“If we want things to stay as they are, things will have to change”
Il Gattopardo, Giuseppe Tomasi di Lampedusa
Unlike the riders who gradually get more and more tired, those of us viewing the race on TV get more and more energised as the finish line approaches. There’s now talk of changing the route. This is normal.
I wrote a blog piece for cyclingnews the other day saying the classics are always changing. Milan-Sanremo is a fine example as the organisers revolutionised the race with the Poggio in 1960 after several Flemish sprinters “stole” the race from Italians. Since then the organisers have added the Cipressa and as recently as 2008, Le Manie. A decade ago we had the Bric Berton instead of the Turchino Pass. The finish line keeps moving. It has been within sight of the bottom of the Poggio, its most famous finish was the Via Roma, Sanremo’s prime thoroughfare. Today it finishes on the Lungomare, the seaside promenade. The route is constantly changing but the race remains great.
As much as the route has changed, I can’t see many arguments to change it now. In 2008 Fabian Cancellara impersonated a Ducati motorbike with a late attack after Poggio. In 2009 Heinrich Haussler’s Ferrari acceleration was thrilling and the way Mark Cavendish got him on the finish line was superb drama. 2010 saw Oscar Freire win, less exciting perhaps. But 2011 overcompensated with a thrilling race from Le Manie as the race split apart and breakaways formed and reformed and the result was uncertain until Matthew Goss got the better of Fabian Cancellara and Philippe Gilbert.
Talk is now focussing on a change to the Cipressa. Cipressa is a misleading name since the climb really rises to the village of Costarainera… then levels on the ridge to the village of Cipressa for the descent. Either way, there is a new road up the hill, named appropriately the Strada Nova. Instead of starting from the town of San Lorenzo Al Mare, it begins futher along the coats from Piani Paorelli. The current Cipressa is 5km long at 4.8% and the “new” climb would be 3.5km to reach the same altitude, making it 7%. This would change everything since the Cipressa is currently a fast climb where being on the right wheel counts, a sprinter can benefit from drafting as the speeds are so high. Change to a climb that averages an Alpine 7% that is also irregular in gradient and several sprinters will be in trouble.

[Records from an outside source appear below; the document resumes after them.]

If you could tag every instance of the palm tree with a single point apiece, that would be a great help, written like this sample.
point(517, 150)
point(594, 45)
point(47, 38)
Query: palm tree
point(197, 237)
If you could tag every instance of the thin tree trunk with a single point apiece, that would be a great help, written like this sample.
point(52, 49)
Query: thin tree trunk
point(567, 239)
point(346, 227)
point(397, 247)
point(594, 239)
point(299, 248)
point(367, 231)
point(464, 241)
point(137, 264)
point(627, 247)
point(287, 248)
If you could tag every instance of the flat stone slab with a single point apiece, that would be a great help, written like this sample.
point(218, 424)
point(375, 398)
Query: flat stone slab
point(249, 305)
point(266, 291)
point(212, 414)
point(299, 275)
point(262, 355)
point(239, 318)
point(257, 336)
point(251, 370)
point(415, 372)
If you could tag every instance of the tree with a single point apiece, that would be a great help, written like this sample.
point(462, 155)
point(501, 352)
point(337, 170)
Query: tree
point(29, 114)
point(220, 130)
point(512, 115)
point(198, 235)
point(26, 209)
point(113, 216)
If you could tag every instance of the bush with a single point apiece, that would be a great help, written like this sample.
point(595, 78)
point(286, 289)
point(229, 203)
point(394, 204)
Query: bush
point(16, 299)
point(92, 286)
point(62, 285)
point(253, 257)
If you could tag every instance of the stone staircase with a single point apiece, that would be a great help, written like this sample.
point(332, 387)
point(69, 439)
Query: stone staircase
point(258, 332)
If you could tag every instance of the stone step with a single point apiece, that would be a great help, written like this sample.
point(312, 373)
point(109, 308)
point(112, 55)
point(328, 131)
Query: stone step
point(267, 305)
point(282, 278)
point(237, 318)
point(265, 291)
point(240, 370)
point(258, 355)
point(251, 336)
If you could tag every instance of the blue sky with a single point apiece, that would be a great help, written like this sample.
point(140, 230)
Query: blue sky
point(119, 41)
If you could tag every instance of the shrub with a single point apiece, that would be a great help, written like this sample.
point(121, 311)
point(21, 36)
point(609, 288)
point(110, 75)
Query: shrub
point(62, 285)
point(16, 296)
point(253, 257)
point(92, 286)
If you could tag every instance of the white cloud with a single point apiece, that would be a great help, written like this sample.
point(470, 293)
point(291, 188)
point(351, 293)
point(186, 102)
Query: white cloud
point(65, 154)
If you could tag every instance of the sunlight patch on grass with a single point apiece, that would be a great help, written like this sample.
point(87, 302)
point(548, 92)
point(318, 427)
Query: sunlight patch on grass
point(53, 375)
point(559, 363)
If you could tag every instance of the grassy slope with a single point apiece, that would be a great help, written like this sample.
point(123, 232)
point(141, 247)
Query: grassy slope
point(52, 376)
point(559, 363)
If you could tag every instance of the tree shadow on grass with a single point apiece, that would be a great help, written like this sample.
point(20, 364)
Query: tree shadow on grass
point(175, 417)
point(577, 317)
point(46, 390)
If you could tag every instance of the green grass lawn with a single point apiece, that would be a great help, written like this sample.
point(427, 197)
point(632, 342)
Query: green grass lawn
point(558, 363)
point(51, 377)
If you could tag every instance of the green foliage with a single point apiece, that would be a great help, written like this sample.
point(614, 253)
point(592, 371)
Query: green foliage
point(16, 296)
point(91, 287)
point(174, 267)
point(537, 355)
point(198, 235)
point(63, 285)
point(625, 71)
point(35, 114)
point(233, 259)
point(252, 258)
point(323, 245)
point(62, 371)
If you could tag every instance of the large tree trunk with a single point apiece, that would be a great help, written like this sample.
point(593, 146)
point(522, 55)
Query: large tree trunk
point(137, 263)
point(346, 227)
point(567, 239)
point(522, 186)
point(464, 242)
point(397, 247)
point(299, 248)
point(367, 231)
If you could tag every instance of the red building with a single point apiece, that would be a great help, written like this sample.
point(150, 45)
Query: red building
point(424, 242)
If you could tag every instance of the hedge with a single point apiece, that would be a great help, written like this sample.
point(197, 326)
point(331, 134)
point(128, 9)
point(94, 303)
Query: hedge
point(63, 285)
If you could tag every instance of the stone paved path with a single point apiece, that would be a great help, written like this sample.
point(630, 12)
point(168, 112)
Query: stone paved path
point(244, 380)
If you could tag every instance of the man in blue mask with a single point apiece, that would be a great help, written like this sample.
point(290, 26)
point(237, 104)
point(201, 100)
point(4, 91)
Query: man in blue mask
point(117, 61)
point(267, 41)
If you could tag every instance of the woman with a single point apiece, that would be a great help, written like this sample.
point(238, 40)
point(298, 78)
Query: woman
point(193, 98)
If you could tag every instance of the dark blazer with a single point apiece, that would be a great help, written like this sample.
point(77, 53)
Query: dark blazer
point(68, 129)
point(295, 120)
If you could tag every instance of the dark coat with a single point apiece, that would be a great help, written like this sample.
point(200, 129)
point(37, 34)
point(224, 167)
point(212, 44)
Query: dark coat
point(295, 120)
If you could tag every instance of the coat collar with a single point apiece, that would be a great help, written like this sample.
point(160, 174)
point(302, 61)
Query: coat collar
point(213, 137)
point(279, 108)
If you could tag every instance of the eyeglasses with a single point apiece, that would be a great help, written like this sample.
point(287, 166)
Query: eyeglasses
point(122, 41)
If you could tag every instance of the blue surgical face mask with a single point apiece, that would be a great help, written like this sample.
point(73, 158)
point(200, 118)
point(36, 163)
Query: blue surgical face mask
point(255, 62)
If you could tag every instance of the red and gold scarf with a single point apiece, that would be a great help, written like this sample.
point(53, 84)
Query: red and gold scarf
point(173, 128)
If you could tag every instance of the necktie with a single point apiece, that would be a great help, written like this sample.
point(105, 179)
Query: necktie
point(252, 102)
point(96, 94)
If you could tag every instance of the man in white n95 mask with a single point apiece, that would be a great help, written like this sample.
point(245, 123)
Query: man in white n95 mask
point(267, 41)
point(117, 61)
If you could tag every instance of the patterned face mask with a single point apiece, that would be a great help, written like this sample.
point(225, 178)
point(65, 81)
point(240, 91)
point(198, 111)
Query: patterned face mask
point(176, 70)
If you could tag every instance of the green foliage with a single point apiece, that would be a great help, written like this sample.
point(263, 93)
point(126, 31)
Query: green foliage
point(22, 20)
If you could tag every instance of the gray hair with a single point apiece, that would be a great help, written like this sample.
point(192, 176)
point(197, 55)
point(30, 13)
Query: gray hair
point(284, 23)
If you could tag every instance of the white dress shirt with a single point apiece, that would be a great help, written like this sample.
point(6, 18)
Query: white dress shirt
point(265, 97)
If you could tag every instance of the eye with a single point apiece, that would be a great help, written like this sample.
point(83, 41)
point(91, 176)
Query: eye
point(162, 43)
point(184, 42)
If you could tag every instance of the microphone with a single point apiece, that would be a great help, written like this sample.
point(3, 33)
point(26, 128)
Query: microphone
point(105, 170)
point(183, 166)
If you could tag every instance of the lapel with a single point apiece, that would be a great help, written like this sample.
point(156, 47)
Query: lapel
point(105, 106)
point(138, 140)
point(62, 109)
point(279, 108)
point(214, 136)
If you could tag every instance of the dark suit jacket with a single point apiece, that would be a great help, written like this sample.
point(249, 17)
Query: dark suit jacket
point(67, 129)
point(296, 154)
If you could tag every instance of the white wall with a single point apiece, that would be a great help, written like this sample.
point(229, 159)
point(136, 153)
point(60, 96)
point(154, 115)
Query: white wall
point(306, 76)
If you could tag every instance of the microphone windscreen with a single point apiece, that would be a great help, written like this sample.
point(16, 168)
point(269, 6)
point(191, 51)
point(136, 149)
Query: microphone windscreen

In my preview of the Poggio last week I mentioned the “Super Poggio”. At the top of the Poggio instead of turning left to descend, you can turn right and start an actual mountain pass, the Passo Ghimbegna. Once over the top you could loop back to Sanremo. But this would add to the distance – the climb is 18km – and change the race completely.
The sprinters’ classic
Race organisers RCS have a sister race, Il Lombardia and this caters for climbers. Sanremo is the only monument where sprinters can have a say, there’s nothing wrong in that. Especially as the climbs mean other riders have to try so hard to get an advantage. As listed above in recent years we’ve had a good balance of attacks winning and sprint finishes. What is good is that the possibility of a sprint finish is never certain, it is only until after the Poggio that we know what might happen. In other words audiences must tune in to find out what will happen.
An Italian win?
I suspect the organisers would like an Italian winner. Bias? You bet and this is normal, after all this is why the Poggio was included half a century ago. The irony though is that Italy has some very promising sprinters with Elia Viviani and Andrea Guardini. What chance the organisers talk about scrapping the Poggio if Guardini is dropped next year?
The race starts in Milan and finishes in Sanremo but everything else can change. Only you have to wonder why there is talk of modifying the route, the finish is thrilling, high TV drama where you rarely know the winner until the finish line is in sight. Surely the finish of the race is near perfect?